Including his daughter, six generations of Harvey’s family have been going to the same piece of land since his great-great-grandfather, Sheriff John Clack, bought about 1,000 acres in 1823.
It’s been used for timber production, cattle and of course, fishing and hunting. Clack’s daughter and Harvey’s great-grandmother, May Clack Wilcox, inherited the property from her father and loved fishing the area with her 12 children. Harvey’s family members still own about 450 acres and have two camps where they enjoy many recreational activities.
Harvey is president of the board of the Friends of Cat Island, a nonprofit organization dedicated to preserving and enhancing Cat Island for visitors. The group works with parish, state and federal officials to establish priorities, and it has various projects of its own that help with the public’s enjoyment of Cat Island.
Cat Island is northwest of St. Francisville along the southernmost portion of the lower Mississippi River that does not have levees. It floods almost every year. In 2000, Cat Island was established as a National Wildlife Refuge and is managed by the U.S. Fish and Wildlife Service. It has grown to about 12,000 acres.
Home to many migratory birds and other species of animals, Cat Island features a variety of unique habitats. There are about 50 private landowners like Harvey who have properties that surround the refuge.
“I grew up down there, I’ve been going there since I was a little kid,” said Harvey, a vice president with the Bank of St.
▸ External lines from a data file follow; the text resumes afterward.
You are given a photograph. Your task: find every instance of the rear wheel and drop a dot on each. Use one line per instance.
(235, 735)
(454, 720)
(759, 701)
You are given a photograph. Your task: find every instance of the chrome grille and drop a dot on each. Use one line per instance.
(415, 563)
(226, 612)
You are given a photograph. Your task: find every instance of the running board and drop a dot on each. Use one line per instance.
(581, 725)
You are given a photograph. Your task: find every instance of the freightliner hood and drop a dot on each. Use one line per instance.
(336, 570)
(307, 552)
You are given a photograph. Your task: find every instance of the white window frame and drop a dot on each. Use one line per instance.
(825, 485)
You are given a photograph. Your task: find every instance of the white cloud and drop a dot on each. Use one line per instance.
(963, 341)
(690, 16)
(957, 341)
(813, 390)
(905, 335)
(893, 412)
Francisville. “That’s where I learned to hunt and fish.”
Since the August 2016 flooding washed away much of Creek Road, which provided the main entrance to Cat Island, access has been limited. Two other bridges on Cat Island Road were washed out.
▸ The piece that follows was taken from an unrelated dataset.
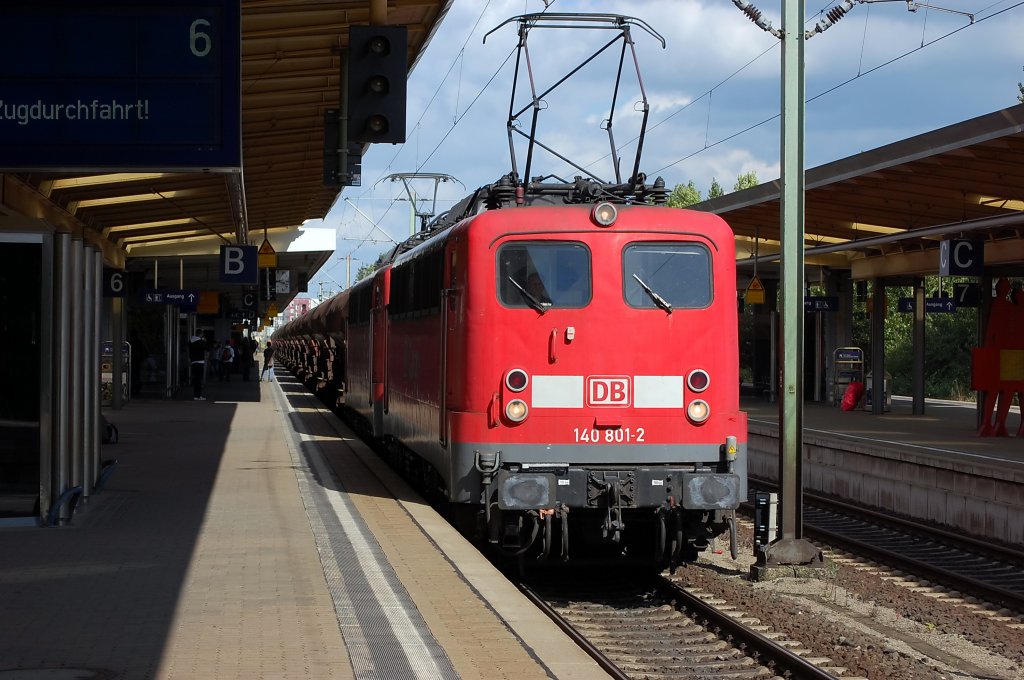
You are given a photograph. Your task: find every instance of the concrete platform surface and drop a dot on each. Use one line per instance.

West Feliciana Parish President Kevin Couhig has promised to rebuild the Cat Island Road bridges. One bridge will be finished in four to six weeks, so the public will have access at that time.
On Oct. 28, some members of the Friends of Cat Island were joined by a group of Boy Scouts for a workday and restored a wooden platform around the national champion bald cypress, one of the top destinations on Cat Island. They also restored the sign-in station at the entrance to the refuge and cleaned up around some of the signs. Harvey said the Friends of Cat Island try to hold two workdays per year to enhance the user experience for Cat Island. A future project of the group is to restore all of the iron gates to the refuge.
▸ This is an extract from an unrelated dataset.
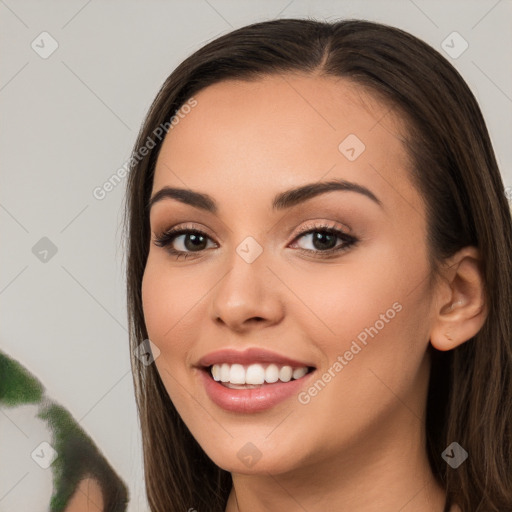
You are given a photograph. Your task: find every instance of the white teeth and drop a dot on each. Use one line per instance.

Estimated to be 1,500 years old, the champion bald cypress is the largest of any species east of the Sierra Nevada mountain range. At 96 feet high and a circumference of 56 feet, it is a highlight of any trip to the NWR.
The Cat Island refuge, along with the Friends group, hosted a three-hour bus tour on Nov. 11 during which visitors had an opportunity to hike, bird-watch, photograph wildlife and enjoy the beauty of the wetlands.
“It was a great day and we had people come up from New Orleans to see Cat Island,” Harvey said.
The Friends of Cat Island meet once per month and Harvey invites anyone to join by calling him at (225) 719-7783.
“It’s truly one of the most beautiful pristine places of natural Louisiana beauty that we have left,” Harvey said.